Слегка покачиваясь на коротких упругих ногах, «бычок» некоторое время, казалось, раздумывал: пускать ли в ход нож? Конечно, за драку положены плети, это не так уж и страшно. За пролитую кровь – пару дней в колодках, тоже можно потерпеть, не впервой. Но у ножа – свой нрав, а платить высшей мерой за смертоубийство, пусть и случайное, себе дороже…

В конце концов, поучить болтуна уму-разуму никогда не поздно.

Решив так, «бычок» небрежно подбросил тускло сверкнувший клинок почти под опоры балюстрады, не глядя поймал в подставленные ножны и вновь опустился на корточки.

– И за что ж вы, линкесты, царя-то нашего не любите?

На сей раз тон его был ворчливо-примирителен.

– Верно! – поддержал крутолобого доселе молчавший гоплит, поигрывая вросшим в узловатый палец богатым, не по чину, перстнем, украшенным дивной чистоты сапфиром. – Чем это вам Божественный так уж досадил?..

Усач, упорно разглядывая собственные ногти, промолчал.

– То-то! – наставительно заключил обладатель сапфира. – Твой отец, понимаете ли, при Антипатре крутился, из дому носа не высовывал, а мой братан старший аж до Тигра дошагал, ну, правда, вернулся без руки, так зато теперь вся семья по-людски живет! Дом, сад, рабы… Ну, все, как положено! А раньше жили хуже некуда, я хорошо помню…

Несмотря на все желание, промолчать усатый не сумел.

– Фу-ты ну-ты! По-людски! А руку свою братишка твой, часом, не вспоминает, а? А сколько совсем не вернулось?! А сирот, что побираться пошли, ты считал? Ишь, Божественный! За что, скажи на милость, он верным-то людям головы рубил?!
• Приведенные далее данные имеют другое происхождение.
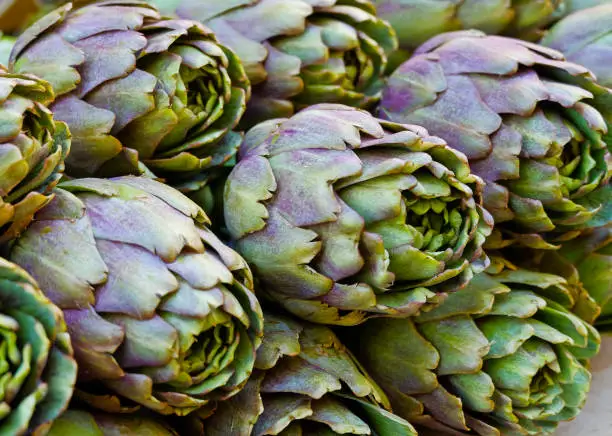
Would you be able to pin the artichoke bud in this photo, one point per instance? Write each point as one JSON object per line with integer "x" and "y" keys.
{"x": 526, "y": 120}
{"x": 504, "y": 356}
{"x": 141, "y": 93}
{"x": 33, "y": 147}
{"x": 38, "y": 370}
{"x": 299, "y": 52}
{"x": 161, "y": 312}
{"x": 306, "y": 382}
{"x": 356, "y": 217}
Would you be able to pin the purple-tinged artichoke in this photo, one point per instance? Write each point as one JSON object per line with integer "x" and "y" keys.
{"x": 161, "y": 313}
{"x": 85, "y": 423}
{"x": 140, "y": 93}
{"x": 415, "y": 21}
{"x": 38, "y": 369}
{"x": 344, "y": 216}
{"x": 523, "y": 117}
{"x": 299, "y": 52}
{"x": 306, "y": 383}
{"x": 585, "y": 38}
{"x": 503, "y": 357}
{"x": 33, "y": 147}
{"x": 591, "y": 256}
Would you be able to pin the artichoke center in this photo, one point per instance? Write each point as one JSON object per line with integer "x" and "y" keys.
{"x": 437, "y": 222}
{"x": 212, "y": 352}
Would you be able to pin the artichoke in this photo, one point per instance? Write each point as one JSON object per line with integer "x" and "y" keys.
{"x": 415, "y": 21}
{"x": 139, "y": 92}
{"x": 591, "y": 256}
{"x": 38, "y": 368}
{"x": 576, "y": 5}
{"x": 503, "y": 357}
{"x": 523, "y": 117}
{"x": 344, "y": 216}
{"x": 160, "y": 312}
{"x": 299, "y": 52}
{"x": 15, "y": 14}
{"x": 84, "y": 423}
{"x": 306, "y": 383}
{"x": 585, "y": 37}
{"x": 33, "y": 147}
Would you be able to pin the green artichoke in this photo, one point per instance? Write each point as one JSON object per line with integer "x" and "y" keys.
{"x": 523, "y": 117}
{"x": 415, "y": 21}
{"x": 591, "y": 256}
{"x": 15, "y": 14}
{"x": 306, "y": 383}
{"x": 344, "y": 216}
{"x": 299, "y": 52}
{"x": 83, "y": 423}
{"x": 503, "y": 357}
{"x": 139, "y": 92}
{"x": 33, "y": 147}
{"x": 585, "y": 37}
{"x": 38, "y": 371}
{"x": 160, "y": 312}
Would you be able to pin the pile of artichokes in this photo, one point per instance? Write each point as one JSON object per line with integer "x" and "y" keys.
{"x": 302, "y": 217}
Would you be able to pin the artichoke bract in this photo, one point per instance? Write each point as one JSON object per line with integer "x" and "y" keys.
{"x": 306, "y": 383}
{"x": 86, "y": 423}
{"x": 161, "y": 312}
{"x": 585, "y": 37}
{"x": 415, "y": 21}
{"x": 504, "y": 356}
{"x": 299, "y": 52}
{"x": 14, "y": 14}
{"x": 523, "y": 117}
{"x": 140, "y": 93}
{"x": 344, "y": 216}
{"x": 38, "y": 368}
{"x": 33, "y": 147}
{"x": 591, "y": 256}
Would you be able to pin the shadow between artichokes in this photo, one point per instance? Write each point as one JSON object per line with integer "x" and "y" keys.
{"x": 140, "y": 93}
{"x": 33, "y": 147}
{"x": 161, "y": 313}
{"x": 503, "y": 357}
{"x": 344, "y": 216}
{"x": 38, "y": 371}
{"x": 306, "y": 383}
{"x": 87, "y": 423}
{"x": 299, "y": 52}
{"x": 524, "y": 118}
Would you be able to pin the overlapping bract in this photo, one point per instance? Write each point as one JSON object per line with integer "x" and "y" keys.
{"x": 160, "y": 311}
{"x": 37, "y": 368}
{"x": 139, "y": 92}
{"x": 591, "y": 256}
{"x": 15, "y": 14}
{"x": 503, "y": 357}
{"x": 344, "y": 216}
{"x": 415, "y": 21}
{"x": 585, "y": 37}
{"x": 85, "y": 423}
{"x": 299, "y": 52}
{"x": 33, "y": 147}
{"x": 523, "y": 117}
{"x": 306, "y": 383}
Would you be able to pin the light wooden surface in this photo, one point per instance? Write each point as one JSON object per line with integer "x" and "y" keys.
{"x": 596, "y": 417}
Сапфироносец вскинулся было, но «бычок», видимо, вовсе и не думавший дремать, просто сидевший с закрытыми глазами, властным жестом оборвал усатого.

– Ты, парень, говори, да не заговаривайся! Цари, они люди не простые, без вины головы не рубят. Рубил, значит, было за что! Не тебе судить! Уразумел?

Прозвучала тирада миролюбиво, но и не без предупреждения, и встопоршившиеся было усищи линкеста тут же опали. Что толку спорить одному сразу со всеми?!

И все же отступить не позволила гордость. В конце концов, он был единственным линкестом среди равнинного сброда, единственным сродственником, пусть и в мельчайшем колене, наместника Македонии Кассандра.

– Без вины не рубят, говоришь? А я вот сам видел, с месячишко тому: этот-то, персюк малолетний, – последние слова линкест выцедил с очевидным презрением, – пошел на задний двор, выставил поленья, написал на каждом по букве, и ну рубить! Только щепки полетели! Это как?

– Что?

– А то, – усач понизил голос, – что буквы-то были не простые. Альфа, дельта, сигма, пи, каппа…

– Ну и? – «Бычок», глядя исподлобья, ждал пояснений.

– О! – Линкест значительно подкрутил усы. – Сперва и я так подумал: «Ну и?», мол. А после смекнул. «Альфа» – не иначе как Антигон, «Дельта» – ясное дело, Деметрий, «Пи» и «Сигма», коли так, Птолемей с Селевком, ну, а «Каппа», выходит…

Плоский, покрытый черными трещинами ноготь выразительно вонзился ввысь.

– Понимай сам, кто есть «Каппа». И еще скажу, все полешки персючок расколол, да и оставил, а вот «Каппу» как раз и рубил, пока в труху не насек.

Оратор обвел взглядом приумолкнувших собратьев по мечу:

– Так ведь это он сейчас, пока еще в силу не вошел, с деревяшками балуется! А что после будет, а?! Чем ему, спрашивается, Кассандр не угодил? Воспитывает как родного, кормит-поит, оберегает, ровно ценность какую… Ух, гаденыш!

«Бычок» вскинулся, словно бы даже радостно.

– Заткнись, козел горный!

Уже и сам сообразивший, что сболтнул лишку, усач беспомощно огляделся. Нарываться он вовсе не желал, но и пропустить оскорбление мимо ушей никак не мог. Среди солдат гарнизона было еще три горца, пусть не линкесты, но близко живущие паравеи, и спусти он «бычку» непереносимое для мужчины словцо, возврата в родные места не будет.